Monday 12 November 2012

Hope yet for parity esteem for mental health issues

Hope yet for parity esteem for mental health issues

 



Mihir Magudia is Head of Strategy & Public Affairs for St Andrew’s Healthcare, the UK’s largest mental health charity that provides more services to the NHS than any other charity. On his blog, Spotlight, he praises Norman Lamb for signalling “parity of esteem” between mental health and physical health treatment at a recent conference:
 

Earlier today at the Mental Health Network’s Annual Conference, the new Minister of State for Care & Support, who has responsibility for mental health, delivered a strong speech on his plans for the future of mental health.

Norman Lamb has long been known to be passionate about mental health, indeed those of us in the sector have been fairly fortunate in having ministers who seemed to have a good focus on mental health care and understood the priority that it needs. Paul Burstow, Phil Hope and Ivan Lewis are all former mental health ministers who knew their brief well, our new minister is no exception.

The theme of the speech focused on moving from “rhetoric to reality,” this means translating all the positive words we have heard about how we must do more for people with mental health services into action that makes those words mean something. Rhetoric to reality is a well used phrase in mental health and I well remember Ivan Lewis emphasising it a great deal when he was a minister under the last government.
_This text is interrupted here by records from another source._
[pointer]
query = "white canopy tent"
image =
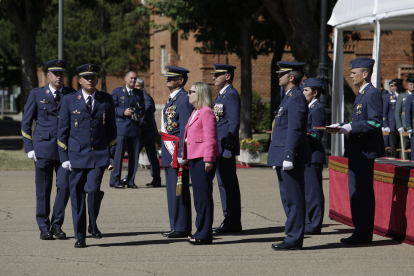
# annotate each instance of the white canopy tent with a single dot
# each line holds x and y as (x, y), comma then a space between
(352, 15)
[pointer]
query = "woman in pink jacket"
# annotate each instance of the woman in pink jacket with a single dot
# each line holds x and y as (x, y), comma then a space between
(201, 149)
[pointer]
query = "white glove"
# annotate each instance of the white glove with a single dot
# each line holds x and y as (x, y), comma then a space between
(345, 129)
(66, 165)
(287, 165)
(334, 125)
(227, 154)
(181, 161)
(31, 155)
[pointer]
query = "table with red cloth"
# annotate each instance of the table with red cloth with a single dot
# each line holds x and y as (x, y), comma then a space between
(394, 197)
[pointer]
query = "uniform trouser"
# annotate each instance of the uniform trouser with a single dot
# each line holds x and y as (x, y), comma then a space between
(82, 182)
(229, 190)
(133, 154)
(149, 144)
(203, 197)
(292, 193)
(315, 200)
(361, 195)
(44, 178)
(179, 207)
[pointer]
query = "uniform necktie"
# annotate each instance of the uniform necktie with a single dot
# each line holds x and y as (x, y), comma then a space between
(89, 104)
(57, 98)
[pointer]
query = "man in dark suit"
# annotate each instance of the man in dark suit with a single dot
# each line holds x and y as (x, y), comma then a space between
(175, 114)
(43, 106)
(126, 98)
(149, 133)
(86, 139)
(227, 111)
(289, 153)
(365, 143)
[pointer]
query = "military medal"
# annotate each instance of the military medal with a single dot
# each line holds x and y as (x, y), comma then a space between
(359, 109)
(279, 113)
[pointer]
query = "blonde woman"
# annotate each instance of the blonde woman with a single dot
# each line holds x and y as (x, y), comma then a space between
(201, 149)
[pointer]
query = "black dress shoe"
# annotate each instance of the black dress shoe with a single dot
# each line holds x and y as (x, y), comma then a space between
(229, 229)
(80, 243)
(154, 184)
(46, 235)
(165, 234)
(354, 240)
(284, 246)
(177, 234)
(311, 233)
(59, 233)
(195, 241)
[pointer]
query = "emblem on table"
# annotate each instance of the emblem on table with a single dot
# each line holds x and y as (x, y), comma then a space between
(359, 109)
(280, 111)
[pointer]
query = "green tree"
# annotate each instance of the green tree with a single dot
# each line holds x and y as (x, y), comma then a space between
(26, 16)
(111, 33)
(227, 26)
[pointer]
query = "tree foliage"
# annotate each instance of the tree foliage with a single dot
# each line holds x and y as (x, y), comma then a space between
(110, 33)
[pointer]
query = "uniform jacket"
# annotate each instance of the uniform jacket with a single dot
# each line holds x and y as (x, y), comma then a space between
(316, 117)
(41, 107)
(289, 141)
(366, 140)
(148, 124)
(87, 139)
(182, 111)
(409, 110)
(400, 110)
(125, 125)
(201, 136)
(388, 110)
(228, 124)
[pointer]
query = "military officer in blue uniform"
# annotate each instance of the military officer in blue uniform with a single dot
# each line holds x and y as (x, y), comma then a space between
(409, 111)
(315, 200)
(127, 98)
(289, 153)
(388, 107)
(175, 116)
(87, 139)
(227, 111)
(43, 106)
(365, 143)
(149, 133)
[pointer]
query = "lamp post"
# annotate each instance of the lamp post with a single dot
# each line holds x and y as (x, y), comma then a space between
(323, 74)
(60, 39)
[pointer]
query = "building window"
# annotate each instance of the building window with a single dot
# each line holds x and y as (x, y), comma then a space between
(163, 59)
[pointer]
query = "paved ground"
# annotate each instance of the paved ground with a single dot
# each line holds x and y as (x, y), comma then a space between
(132, 220)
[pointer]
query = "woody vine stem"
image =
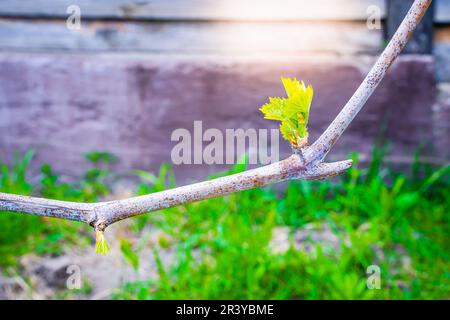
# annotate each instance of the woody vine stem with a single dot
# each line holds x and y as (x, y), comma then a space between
(306, 164)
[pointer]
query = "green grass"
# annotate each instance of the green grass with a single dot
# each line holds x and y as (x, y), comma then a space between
(396, 219)
(21, 234)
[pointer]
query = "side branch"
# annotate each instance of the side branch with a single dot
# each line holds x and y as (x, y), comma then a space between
(308, 164)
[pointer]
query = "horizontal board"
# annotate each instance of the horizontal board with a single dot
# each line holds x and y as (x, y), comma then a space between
(198, 9)
(442, 11)
(199, 37)
(442, 54)
(131, 106)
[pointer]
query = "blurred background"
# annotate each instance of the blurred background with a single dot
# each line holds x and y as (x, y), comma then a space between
(90, 92)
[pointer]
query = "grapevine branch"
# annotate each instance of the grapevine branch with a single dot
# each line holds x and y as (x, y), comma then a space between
(307, 164)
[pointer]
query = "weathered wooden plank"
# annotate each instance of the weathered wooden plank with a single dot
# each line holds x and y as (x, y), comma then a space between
(126, 104)
(441, 53)
(197, 9)
(422, 39)
(442, 13)
(199, 37)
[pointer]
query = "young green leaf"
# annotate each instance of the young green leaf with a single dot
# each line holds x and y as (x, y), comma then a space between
(293, 111)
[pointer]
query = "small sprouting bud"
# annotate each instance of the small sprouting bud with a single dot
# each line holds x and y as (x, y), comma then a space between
(101, 246)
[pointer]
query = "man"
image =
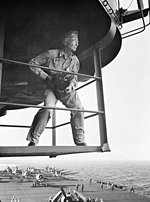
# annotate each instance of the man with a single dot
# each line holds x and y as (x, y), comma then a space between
(59, 86)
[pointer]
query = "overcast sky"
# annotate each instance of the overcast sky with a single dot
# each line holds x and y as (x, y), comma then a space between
(126, 82)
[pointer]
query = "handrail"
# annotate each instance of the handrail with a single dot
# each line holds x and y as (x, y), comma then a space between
(52, 127)
(44, 107)
(47, 68)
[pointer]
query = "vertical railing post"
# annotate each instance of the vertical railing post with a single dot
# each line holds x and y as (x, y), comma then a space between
(53, 128)
(2, 31)
(100, 101)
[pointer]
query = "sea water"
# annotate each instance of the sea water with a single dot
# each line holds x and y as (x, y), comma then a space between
(126, 173)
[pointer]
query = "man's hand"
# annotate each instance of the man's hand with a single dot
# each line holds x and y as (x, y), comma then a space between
(48, 81)
(70, 88)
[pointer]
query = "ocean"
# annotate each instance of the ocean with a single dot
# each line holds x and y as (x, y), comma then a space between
(126, 173)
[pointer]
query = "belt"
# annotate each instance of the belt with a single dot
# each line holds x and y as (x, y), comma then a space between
(60, 91)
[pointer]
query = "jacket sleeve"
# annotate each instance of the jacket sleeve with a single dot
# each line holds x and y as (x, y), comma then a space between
(40, 60)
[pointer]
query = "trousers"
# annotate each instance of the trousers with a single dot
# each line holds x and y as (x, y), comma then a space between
(70, 100)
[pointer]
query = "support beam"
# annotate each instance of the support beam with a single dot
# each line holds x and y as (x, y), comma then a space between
(54, 129)
(100, 101)
(51, 151)
(2, 31)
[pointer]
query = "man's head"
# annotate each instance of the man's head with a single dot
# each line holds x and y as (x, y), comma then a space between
(71, 40)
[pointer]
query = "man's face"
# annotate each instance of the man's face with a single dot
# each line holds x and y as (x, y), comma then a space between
(73, 44)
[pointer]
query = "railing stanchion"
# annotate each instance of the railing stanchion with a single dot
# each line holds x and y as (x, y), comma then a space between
(100, 100)
(53, 128)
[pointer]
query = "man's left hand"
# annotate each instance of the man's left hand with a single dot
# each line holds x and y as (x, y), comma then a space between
(70, 88)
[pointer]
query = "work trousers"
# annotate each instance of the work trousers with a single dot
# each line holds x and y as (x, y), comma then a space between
(70, 100)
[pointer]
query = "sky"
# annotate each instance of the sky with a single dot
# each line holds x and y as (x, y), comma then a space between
(126, 86)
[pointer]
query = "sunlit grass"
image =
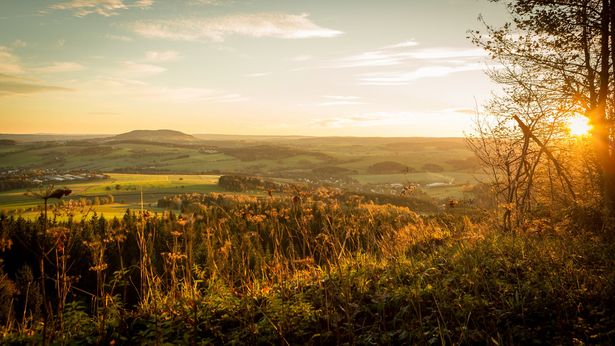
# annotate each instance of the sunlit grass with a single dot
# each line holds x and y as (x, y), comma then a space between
(579, 125)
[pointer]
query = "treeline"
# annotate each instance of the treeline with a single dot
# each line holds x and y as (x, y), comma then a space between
(315, 267)
(239, 183)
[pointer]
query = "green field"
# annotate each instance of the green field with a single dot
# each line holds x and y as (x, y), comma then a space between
(159, 168)
(126, 189)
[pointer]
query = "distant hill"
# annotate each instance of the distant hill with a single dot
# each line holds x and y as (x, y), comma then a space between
(162, 136)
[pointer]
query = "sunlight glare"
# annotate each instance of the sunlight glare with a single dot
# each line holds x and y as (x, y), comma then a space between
(579, 125)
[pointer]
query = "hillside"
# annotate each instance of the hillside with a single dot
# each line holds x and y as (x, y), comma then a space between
(165, 136)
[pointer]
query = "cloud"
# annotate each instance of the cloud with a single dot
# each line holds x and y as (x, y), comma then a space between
(365, 120)
(9, 63)
(209, 2)
(59, 67)
(13, 85)
(393, 55)
(163, 56)
(19, 43)
(81, 8)
(192, 95)
(403, 78)
(142, 69)
(302, 58)
(464, 111)
(216, 29)
(404, 44)
(447, 53)
(258, 74)
(119, 38)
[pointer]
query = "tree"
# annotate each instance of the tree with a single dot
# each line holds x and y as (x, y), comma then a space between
(559, 55)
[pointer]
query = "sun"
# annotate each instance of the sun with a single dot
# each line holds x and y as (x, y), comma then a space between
(579, 125)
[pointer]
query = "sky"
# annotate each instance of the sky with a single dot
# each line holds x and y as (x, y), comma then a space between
(248, 67)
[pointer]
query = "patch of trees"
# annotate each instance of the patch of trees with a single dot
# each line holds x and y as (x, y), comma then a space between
(557, 61)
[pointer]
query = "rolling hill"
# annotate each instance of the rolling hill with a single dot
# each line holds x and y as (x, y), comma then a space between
(163, 136)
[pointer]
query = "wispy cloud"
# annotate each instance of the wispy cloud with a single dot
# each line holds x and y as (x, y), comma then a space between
(404, 44)
(216, 29)
(336, 100)
(302, 58)
(13, 85)
(81, 8)
(9, 62)
(405, 52)
(365, 120)
(19, 43)
(209, 2)
(191, 95)
(136, 88)
(162, 56)
(403, 78)
(57, 67)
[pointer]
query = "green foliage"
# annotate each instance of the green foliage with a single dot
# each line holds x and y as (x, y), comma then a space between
(318, 267)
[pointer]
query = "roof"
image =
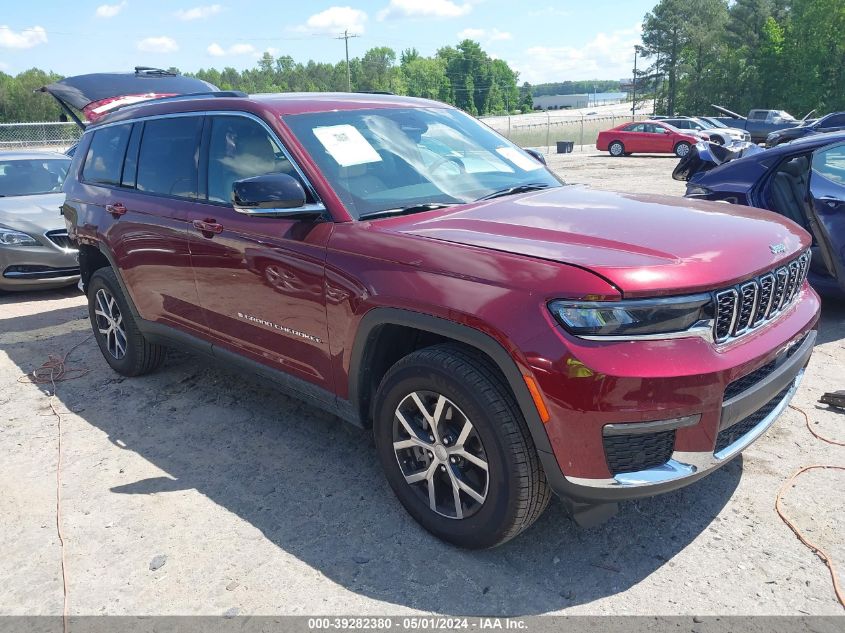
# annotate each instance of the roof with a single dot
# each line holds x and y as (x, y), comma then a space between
(284, 103)
(34, 154)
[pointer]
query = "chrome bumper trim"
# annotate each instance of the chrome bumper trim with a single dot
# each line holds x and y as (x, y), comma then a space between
(686, 464)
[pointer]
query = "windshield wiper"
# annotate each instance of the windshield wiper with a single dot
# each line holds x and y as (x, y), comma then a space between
(517, 189)
(411, 208)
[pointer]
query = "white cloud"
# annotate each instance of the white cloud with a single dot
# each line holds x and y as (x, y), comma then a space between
(335, 20)
(215, 50)
(606, 56)
(25, 38)
(198, 13)
(493, 35)
(424, 9)
(161, 44)
(110, 10)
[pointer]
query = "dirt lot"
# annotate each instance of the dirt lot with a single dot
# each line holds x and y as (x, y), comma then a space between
(257, 504)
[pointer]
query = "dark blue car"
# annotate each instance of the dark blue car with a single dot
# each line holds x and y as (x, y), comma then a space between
(803, 180)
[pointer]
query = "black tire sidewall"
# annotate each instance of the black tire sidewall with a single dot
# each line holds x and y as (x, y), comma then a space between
(484, 528)
(105, 278)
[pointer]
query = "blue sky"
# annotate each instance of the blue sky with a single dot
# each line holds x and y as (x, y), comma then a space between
(544, 40)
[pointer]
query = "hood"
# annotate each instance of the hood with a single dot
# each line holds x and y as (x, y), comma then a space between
(644, 245)
(34, 215)
(99, 93)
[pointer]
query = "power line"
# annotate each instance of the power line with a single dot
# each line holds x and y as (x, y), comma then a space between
(345, 37)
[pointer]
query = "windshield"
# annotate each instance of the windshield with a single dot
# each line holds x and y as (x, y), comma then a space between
(713, 122)
(30, 176)
(395, 158)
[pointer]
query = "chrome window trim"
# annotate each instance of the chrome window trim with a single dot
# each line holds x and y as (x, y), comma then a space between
(204, 113)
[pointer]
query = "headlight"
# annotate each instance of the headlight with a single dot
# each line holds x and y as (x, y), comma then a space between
(8, 237)
(634, 317)
(697, 191)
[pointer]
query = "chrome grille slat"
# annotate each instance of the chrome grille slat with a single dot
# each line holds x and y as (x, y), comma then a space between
(753, 303)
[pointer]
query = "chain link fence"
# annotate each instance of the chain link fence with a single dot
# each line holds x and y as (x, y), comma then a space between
(45, 135)
(545, 130)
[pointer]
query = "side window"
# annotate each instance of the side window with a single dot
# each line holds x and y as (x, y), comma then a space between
(837, 120)
(169, 155)
(104, 160)
(240, 148)
(830, 164)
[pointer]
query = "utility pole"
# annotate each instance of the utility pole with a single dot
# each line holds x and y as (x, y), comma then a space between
(634, 87)
(345, 37)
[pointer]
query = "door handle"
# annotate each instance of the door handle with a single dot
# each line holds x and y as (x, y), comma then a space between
(208, 226)
(117, 209)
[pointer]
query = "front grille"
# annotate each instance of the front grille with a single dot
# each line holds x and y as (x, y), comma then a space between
(728, 436)
(635, 452)
(60, 238)
(750, 305)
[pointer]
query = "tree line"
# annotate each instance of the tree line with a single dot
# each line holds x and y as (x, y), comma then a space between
(744, 54)
(463, 75)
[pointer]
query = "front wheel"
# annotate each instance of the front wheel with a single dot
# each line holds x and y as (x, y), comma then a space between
(455, 448)
(682, 149)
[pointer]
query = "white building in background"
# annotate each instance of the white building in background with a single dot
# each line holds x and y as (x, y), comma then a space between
(558, 102)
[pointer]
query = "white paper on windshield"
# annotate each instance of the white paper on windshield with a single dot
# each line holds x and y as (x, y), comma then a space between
(523, 161)
(346, 145)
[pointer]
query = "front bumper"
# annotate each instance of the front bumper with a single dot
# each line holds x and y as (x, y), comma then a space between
(771, 396)
(712, 401)
(29, 268)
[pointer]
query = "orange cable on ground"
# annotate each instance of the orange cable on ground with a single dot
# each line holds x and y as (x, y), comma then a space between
(53, 370)
(818, 551)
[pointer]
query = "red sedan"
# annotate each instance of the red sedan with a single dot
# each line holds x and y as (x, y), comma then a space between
(648, 137)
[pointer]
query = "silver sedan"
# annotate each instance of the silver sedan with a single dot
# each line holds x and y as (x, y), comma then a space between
(35, 251)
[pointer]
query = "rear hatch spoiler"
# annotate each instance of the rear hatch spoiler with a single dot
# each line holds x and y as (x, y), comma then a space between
(97, 94)
(704, 156)
(727, 112)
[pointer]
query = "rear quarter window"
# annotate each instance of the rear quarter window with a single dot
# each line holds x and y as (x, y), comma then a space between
(104, 159)
(169, 156)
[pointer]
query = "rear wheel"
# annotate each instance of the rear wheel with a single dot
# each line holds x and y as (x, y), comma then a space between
(121, 342)
(455, 448)
(682, 149)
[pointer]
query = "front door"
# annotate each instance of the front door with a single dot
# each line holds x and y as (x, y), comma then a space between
(261, 280)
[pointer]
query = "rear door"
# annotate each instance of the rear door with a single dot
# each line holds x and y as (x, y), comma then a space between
(827, 191)
(261, 280)
(142, 177)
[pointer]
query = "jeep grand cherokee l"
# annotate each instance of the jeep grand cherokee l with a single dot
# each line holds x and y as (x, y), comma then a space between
(396, 262)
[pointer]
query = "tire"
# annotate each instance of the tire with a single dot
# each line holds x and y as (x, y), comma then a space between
(682, 149)
(513, 490)
(115, 330)
(616, 148)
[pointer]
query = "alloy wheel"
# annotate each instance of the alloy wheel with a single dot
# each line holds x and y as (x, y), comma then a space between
(440, 454)
(110, 323)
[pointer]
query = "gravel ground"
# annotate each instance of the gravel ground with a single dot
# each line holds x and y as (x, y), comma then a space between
(197, 490)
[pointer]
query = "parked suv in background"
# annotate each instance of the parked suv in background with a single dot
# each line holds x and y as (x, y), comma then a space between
(398, 263)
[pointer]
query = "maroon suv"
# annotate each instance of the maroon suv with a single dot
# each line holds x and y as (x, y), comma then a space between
(398, 263)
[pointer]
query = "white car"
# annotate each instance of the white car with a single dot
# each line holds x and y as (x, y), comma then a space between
(719, 132)
(35, 251)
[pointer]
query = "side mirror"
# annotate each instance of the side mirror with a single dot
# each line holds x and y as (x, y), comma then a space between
(536, 154)
(272, 195)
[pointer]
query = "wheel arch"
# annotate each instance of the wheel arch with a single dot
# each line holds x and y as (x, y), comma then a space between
(369, 360)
However, Norman Lamb went further than his predecessors.After rightly pointing out that people with mental health problems suffer from an institutional disadvantage in the health system (mentioning how they have been ignored by the reforms on waiting times, choice and payment by results) he went on to call for something very specific.

A statutory entitlement for people with mental health services to access services on exactly the same terms as people with physical health problems.

Now on first glance, this might seem obvious, but for anyone familiar with mental health services, this would be a huge step forward:

From people in prison or living homeless on the streets to people suffering from mild depression and anxiety, there are huge problems in accessing services and huge delays which worsen people’s mental health conditions.

Norman Lamb’s suggestion, if implemented, would revolutionise services for people with mental health problems and ought to betaken up as government policy. It’s a shame that it’s not (yet), but I understand from early indications about the forthcoming NHS Mandate, that there will be hardly a page where mental health does not feature and there is an emphasis on access to genuine choice for patients and service users.

I don’t know when or if we’ll get to genuine equality between mental and physical health, but the speech I heard today makes me far more hopeful that that day will actually come.